Greek: basilikos, royal
An oblong building with an apse at one end and lighted from above. It was usually rectangular with a width not greater than one-half nor less than one-third, its length, divided by rows of columns into a central nave and a surrounding lower, narrower aisle or ambulatory. The upper part of the nave (clerestory) was lighted by a row of arched window over the roofs of the adjoining aisles, and similar windows lighted the aisles. Basilicas were the first pagan edifices to be converted into Christian churches, being best adapted for Christian worship. The altar was placed within or before the apse, and arches from nave, aisles, and apse opened into the transept, a cross hall of the same height as the nave interposed between nave and apse for practical purposes and for the symbolism of the cross. At the entrance end opposite the apse was the narthex, a portico beyond which neophytes were not at first admitted. As the priest was supposed always to face the east, basilicas were built with the entrance facade toward the east when he faced the congregation and toward the west when it became customary for him to turn his back to them.

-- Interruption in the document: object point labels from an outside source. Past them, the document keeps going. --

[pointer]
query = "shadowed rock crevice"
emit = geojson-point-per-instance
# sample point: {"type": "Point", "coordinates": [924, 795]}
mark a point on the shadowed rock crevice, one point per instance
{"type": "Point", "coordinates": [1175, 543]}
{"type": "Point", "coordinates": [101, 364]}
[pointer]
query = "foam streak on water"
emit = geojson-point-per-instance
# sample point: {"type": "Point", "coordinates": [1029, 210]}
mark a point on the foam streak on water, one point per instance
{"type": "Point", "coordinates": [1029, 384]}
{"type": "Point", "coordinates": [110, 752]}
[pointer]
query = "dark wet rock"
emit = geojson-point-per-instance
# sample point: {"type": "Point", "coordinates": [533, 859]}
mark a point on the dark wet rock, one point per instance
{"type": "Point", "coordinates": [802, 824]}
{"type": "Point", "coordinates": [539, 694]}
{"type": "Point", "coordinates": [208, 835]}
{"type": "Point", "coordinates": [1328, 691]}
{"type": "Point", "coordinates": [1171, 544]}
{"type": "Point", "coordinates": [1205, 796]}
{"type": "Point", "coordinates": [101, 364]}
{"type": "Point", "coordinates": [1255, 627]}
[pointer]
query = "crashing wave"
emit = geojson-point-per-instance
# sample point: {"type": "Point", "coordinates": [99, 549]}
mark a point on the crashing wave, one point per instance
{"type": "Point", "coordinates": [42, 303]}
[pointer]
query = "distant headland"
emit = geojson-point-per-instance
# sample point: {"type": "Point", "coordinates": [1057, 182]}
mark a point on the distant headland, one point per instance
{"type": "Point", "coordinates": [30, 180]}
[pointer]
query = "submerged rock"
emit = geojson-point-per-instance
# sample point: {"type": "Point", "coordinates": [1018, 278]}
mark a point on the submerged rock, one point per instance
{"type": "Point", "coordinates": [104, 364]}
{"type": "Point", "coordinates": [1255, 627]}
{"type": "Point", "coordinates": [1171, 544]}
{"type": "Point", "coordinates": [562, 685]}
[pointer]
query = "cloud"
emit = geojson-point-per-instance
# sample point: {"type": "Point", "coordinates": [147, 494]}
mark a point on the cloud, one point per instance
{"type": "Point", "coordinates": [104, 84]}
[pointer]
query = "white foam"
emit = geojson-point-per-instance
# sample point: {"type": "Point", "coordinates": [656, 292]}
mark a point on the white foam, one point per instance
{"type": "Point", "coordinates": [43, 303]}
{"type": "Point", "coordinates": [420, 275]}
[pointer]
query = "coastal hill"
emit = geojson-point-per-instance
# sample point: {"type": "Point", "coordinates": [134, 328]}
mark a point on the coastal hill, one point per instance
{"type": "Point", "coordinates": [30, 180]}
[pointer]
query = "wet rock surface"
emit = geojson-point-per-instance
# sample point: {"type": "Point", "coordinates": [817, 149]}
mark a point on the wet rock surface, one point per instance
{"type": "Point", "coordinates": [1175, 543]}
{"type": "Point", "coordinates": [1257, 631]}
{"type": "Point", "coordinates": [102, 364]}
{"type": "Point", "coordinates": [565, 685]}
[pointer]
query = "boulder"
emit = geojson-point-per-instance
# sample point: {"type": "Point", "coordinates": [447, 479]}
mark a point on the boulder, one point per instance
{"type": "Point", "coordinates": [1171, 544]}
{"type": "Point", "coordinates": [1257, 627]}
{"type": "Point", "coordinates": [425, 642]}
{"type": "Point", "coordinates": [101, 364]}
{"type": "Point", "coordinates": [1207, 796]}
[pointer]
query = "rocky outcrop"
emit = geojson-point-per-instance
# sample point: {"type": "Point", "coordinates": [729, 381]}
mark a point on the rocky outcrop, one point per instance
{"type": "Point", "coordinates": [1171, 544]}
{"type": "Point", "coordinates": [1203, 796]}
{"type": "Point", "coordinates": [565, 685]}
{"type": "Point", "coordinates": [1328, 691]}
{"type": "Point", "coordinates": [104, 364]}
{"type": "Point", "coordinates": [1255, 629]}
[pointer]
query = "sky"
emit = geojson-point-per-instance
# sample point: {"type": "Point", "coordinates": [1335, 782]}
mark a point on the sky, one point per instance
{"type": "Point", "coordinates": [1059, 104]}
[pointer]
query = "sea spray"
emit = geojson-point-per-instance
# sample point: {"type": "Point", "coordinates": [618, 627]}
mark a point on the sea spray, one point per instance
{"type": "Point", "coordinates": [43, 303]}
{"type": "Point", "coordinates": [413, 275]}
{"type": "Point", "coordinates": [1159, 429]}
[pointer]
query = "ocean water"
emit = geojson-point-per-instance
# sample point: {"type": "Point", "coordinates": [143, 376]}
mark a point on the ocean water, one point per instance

The title of basilica is now given by the pope to privileged churches remarkable for antiquity or historical associations. They are either major (patriarchal) or minor, privileged with the right of precedence as churches, special insignia, and a college of clergy entitled to the rochet and cappa. Among the most notable are those of Saint Peter, Saint John Lateran, and Saint Mary Major, Rome, and Saint Francis Assisi.